Steele swung back her shoulders as she walked into the ESPN mothership that day—as she did for the next 22 months (and 16 months after the lawsuit was filed)—smiled her big smile, and talked sports into a camera with grace and effervescence. Her soul was settled each morning because she was entering the building having just prayed to St. Michael and God. 

To many sports fans who lost jobs for refusing vaccinations or had been rendered helpless in a work environment sodden with political correctness, collectivist ideologies, and godlessness, Steele appeared each day on television sets throughout America as Rocky, one who’d stepped into a ring to confront a cocky, favored, and unbeatable opponent. Steele was blue-collar and Christian America’s unblinking fighter who’d aimed a sword at a gruesomely-expanding, hydra-headed woke dragon. The same woman who had interviewed thousands of heroes over the course of 26 years suddenly found herself to have become one. Tens of thousands of sports fans regarded her lawsuit as the sword plunged into the Disney-owned network’s heart.

In fairytales, though, and in real life, dragonslayers sometimes die. In the fall of 2023, Steele settled with ESPN out of court and then resigned. Now she spends her days immersed in the lives of her two daughters, Quinn and Evan, and son, Nicholas, while taking on many other work projects.

“I’ve lost a lot of friends, a nice salary, and a job I dreamed of doing since I was a small girl,” Steele said. 

But I prayed a lot throughout it all, and God pointed me to where I needed to go. And it was to speak truth despite the hatred. God was the guide who always put me on the right path. Today, I find myself speaking with Him all day long.

“I knew it was going to be tough for a while—a long while,” she said. 

I knew I was going to suffer, and in a way, I guess I still am suffering. I’m no longer at ESPN, a job I loved. But I am at peace despite it all. Really, I am. I did what was right. I went to where God led me.

Dear clergy, I ask that you take a few minutes to reflect on this small story of Sage Steele. Outside of the clubhouse that night in 1998, I was like many of you; but I lacked the sacramental character and grace uniquely given to you at your ordination. In this time of moral decay and a splintering Church, Steele’s way seems to be the only way: it will be through your willingness to accept stigmatization, hatred, and mockery from the world—buttressed by your devoted prayer, sacrifices, persistent care of souls, and, importantly, the witness of your couragethat the burden of your identity will be realized. 

You are the slaughtered lamb, and if you agree to courageously die to yourself—as Steele did in accepting the darkness and pain she endured—you will enable the balm of priestly ministry to be poured out as a libation upon today’s suffering Church.

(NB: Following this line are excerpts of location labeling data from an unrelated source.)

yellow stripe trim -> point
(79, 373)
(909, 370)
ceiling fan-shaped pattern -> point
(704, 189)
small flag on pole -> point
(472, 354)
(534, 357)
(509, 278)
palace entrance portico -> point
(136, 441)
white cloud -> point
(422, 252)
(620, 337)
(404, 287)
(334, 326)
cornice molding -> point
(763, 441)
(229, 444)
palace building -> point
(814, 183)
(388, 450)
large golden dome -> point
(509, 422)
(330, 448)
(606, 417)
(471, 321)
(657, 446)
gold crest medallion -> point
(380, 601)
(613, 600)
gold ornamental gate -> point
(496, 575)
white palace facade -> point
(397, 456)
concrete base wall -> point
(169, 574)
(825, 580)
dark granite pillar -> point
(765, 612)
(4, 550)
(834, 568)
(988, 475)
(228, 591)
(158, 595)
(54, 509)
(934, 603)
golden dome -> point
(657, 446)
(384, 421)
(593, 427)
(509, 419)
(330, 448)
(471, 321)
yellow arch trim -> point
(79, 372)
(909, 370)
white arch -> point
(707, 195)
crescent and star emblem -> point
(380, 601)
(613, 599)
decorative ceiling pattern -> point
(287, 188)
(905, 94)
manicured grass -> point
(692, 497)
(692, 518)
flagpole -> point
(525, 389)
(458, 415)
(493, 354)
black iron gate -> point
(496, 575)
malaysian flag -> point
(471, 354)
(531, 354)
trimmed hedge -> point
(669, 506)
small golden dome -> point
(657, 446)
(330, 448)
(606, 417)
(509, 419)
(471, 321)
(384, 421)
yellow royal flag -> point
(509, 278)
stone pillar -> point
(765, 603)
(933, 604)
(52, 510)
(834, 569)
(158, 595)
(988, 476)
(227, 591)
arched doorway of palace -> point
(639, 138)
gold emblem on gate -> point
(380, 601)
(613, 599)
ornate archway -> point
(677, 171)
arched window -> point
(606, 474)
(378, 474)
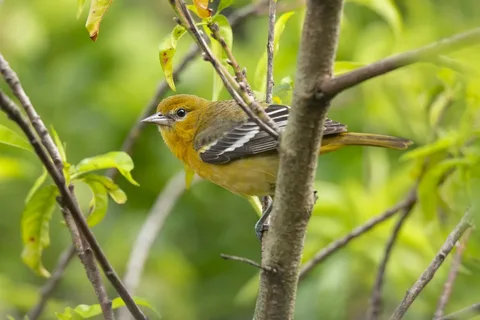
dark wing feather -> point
(249, 139)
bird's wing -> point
(249, 139)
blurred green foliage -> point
(93, 92)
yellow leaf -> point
(95, 16)
(202, 8)
(189, 174)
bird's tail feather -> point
(334, 142)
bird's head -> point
(177, 116)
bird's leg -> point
(261, 225)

Millions of wandering souls who’ve left the Catholic faith will begin to come back and be formed in the Truth because of you—and it will begin to happen for one reason more than any other: you showed courage. 

I fear that if the prophetic collective voice of the clergy is not soon awakened from its slumber in the madness of these days and learns to act similarly to Sage Steele and others like her, Christ’s pilgrim Church will very soon become little more than a remnant (save Africa).

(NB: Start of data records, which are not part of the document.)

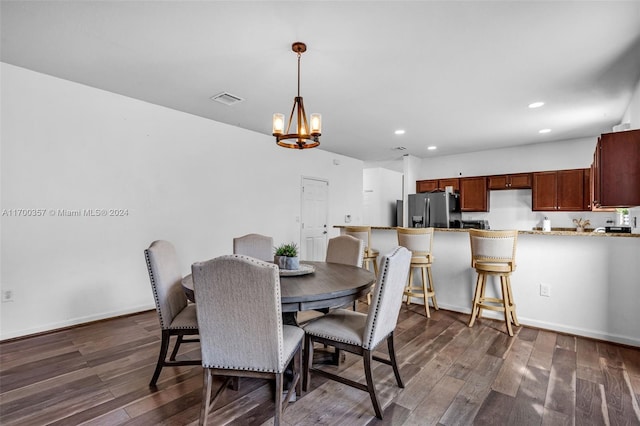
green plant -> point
(287, 249)
(581, 223)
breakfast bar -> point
(593, 279)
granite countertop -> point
(536, 231)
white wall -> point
(632, 115)
(593, 280)
(193, 181)
(382, 188)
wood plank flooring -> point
(98, 374)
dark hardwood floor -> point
(98, 374)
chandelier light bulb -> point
(278, 124)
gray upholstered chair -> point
(420, 242)
(177, 316)
(360, 333)
(493, 253)
(244, 336)
(345, 249)
(254, 245)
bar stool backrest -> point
(419, 241)
(493, 247)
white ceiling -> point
(458, 75)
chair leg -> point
(512, 304)
(432, 288)
(297, 367)
(392, 358)
(206, 396)
(425, 291)
(505, 301)
(367, 357)
(308, 361)
(176, 347)
(407, 289)
(475, 308)
(164, 348)
(279, 389)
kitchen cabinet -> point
(437, 185)
(616, 170)
(513, 181)
(474, 196)
(560, 190)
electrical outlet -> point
(545, 290)
(7, 296)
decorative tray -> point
(304, 270)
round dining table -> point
(320, 285)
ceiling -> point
(456, 75)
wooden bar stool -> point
(494, 253)
(420, 242)
(370, 255)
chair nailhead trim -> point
(153, 287)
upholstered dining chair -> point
(343, 249)
(360, 333)
(493, 253)
(254, 245)
(242, 336)
(177, 317)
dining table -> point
(315, 286)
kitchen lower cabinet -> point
(474, 196)
(560, 190)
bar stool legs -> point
(426, 291)
(506, 304)
(368, 260)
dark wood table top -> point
(332, 285)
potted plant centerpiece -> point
(286, 256)
(581, 224)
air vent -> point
(226, 98)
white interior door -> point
(315, 208)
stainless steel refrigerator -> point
(434, 209)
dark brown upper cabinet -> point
(560, 190)
(474, 196)
(513, 181)
(616, 170)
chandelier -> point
(305, 136)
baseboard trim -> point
(73, 323)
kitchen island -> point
(594, 279)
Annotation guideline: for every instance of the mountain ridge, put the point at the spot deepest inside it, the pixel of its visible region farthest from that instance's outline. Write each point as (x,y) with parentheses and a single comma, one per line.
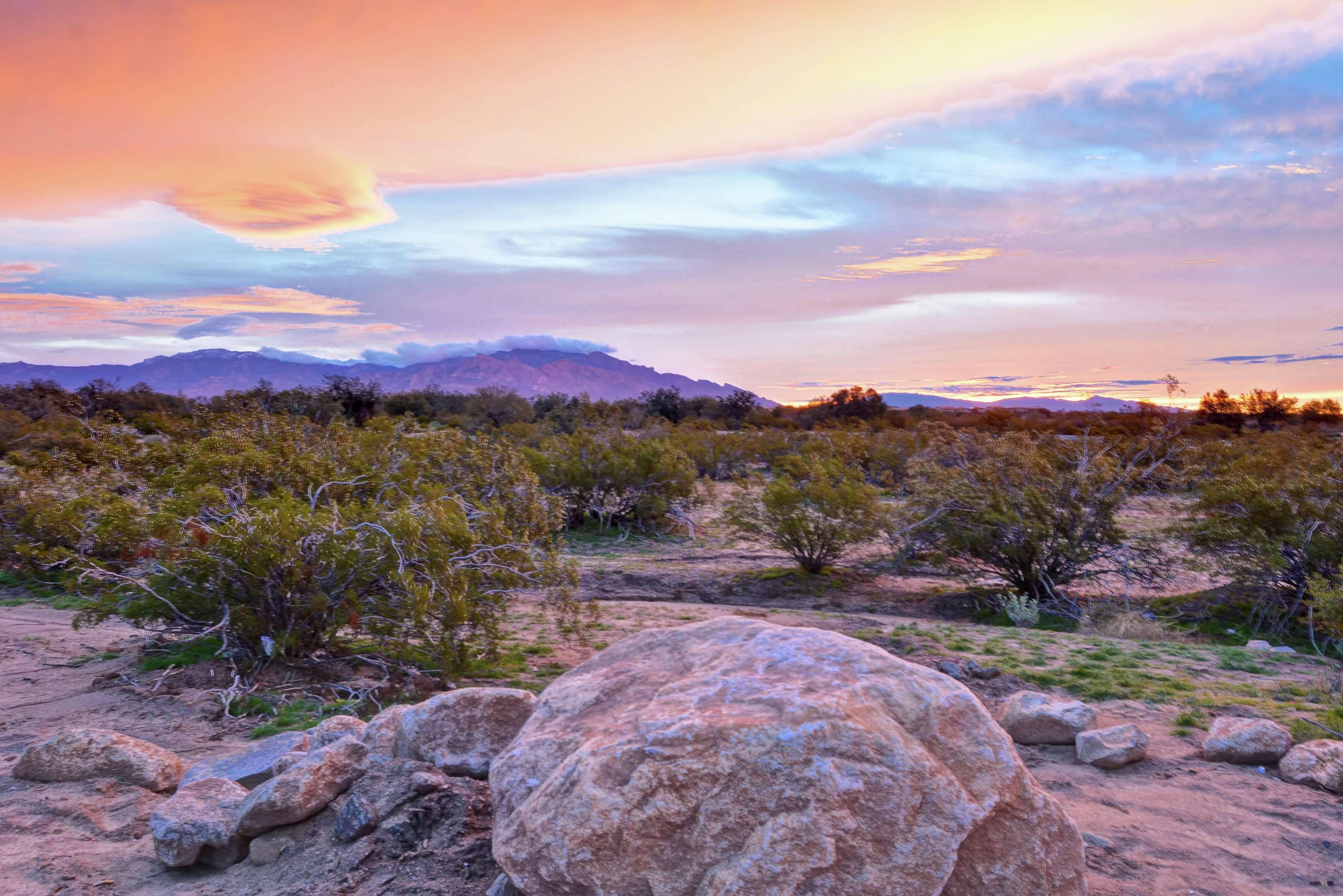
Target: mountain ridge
(1095,402)
(530,373)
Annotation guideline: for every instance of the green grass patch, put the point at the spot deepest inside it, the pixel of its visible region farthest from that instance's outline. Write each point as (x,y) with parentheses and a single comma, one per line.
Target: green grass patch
(1239,660)
(183,655)
(299,715)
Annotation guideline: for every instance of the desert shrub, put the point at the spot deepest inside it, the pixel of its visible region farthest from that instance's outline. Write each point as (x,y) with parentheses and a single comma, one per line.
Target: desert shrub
(718,456)
(617,479)
(1036,511)
(1270,515)
(817,510)
(883,456)
(1023,609)
(1131,625)
(321,539)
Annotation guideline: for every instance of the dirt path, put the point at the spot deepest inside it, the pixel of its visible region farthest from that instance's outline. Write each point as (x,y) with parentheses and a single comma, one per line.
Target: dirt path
(1173,825)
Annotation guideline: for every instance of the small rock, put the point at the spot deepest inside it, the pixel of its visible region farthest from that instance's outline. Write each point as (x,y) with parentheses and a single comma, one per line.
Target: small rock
(1112,747)
(288,762)
(332,730)
(1315,762)
(92,753)
(199,823)
(269,847)
(382,789)
(1099,843)
(1033,718)
(1247,742)
(503,887)
(462,731)
(381,733)
(249,768)
(950,668)
(305,789)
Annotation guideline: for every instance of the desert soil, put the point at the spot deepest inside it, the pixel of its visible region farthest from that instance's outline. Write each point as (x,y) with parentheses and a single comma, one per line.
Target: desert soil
(1170,825)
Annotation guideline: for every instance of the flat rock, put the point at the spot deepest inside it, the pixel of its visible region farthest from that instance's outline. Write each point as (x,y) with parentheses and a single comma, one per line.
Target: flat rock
(332,730)
(1315,762)
(1248,742)
(268,848)
(950,668)
(503,887)
(249,768)
(92,753)
(381,733)
(462,731)
(1033,718)
(739,757)
(199,823)
(305,789)
(1112,747)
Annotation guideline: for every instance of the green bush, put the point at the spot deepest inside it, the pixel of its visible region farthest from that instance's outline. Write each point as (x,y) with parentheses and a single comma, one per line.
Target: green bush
(817,510)
(319,539)
(617,479)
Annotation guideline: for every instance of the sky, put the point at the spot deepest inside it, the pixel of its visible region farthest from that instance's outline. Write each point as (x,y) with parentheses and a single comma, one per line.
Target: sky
(962,198)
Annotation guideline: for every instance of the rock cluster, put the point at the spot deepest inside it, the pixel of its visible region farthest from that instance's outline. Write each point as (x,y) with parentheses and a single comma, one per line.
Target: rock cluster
(738,757)
(359,770)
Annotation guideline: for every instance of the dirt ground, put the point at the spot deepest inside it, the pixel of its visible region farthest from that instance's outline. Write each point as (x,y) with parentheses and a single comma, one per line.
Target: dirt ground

Cardinals, bishops, priests: with a world on fire, a Catholic president who champions causes of Satanists, and with young Catholics fleeing the Church like Israelites from Pharaoh, Sage Steele’s words—I went to where God led me—are a whirling flare pointing to your only path.

For those clergy inclined to dismiss this story of a woman who simply covered sports, read this warning from one of your own:
If a pastor remains silent when he sees God insulted and souls going astray, woe to him! If he does not want to be damned, and if there is some disorder in his parish, he must trample upon human respect and the fear of being despised or hated. (St. John Vianney)

[Image Credit: Jesse Grant/Getty Images]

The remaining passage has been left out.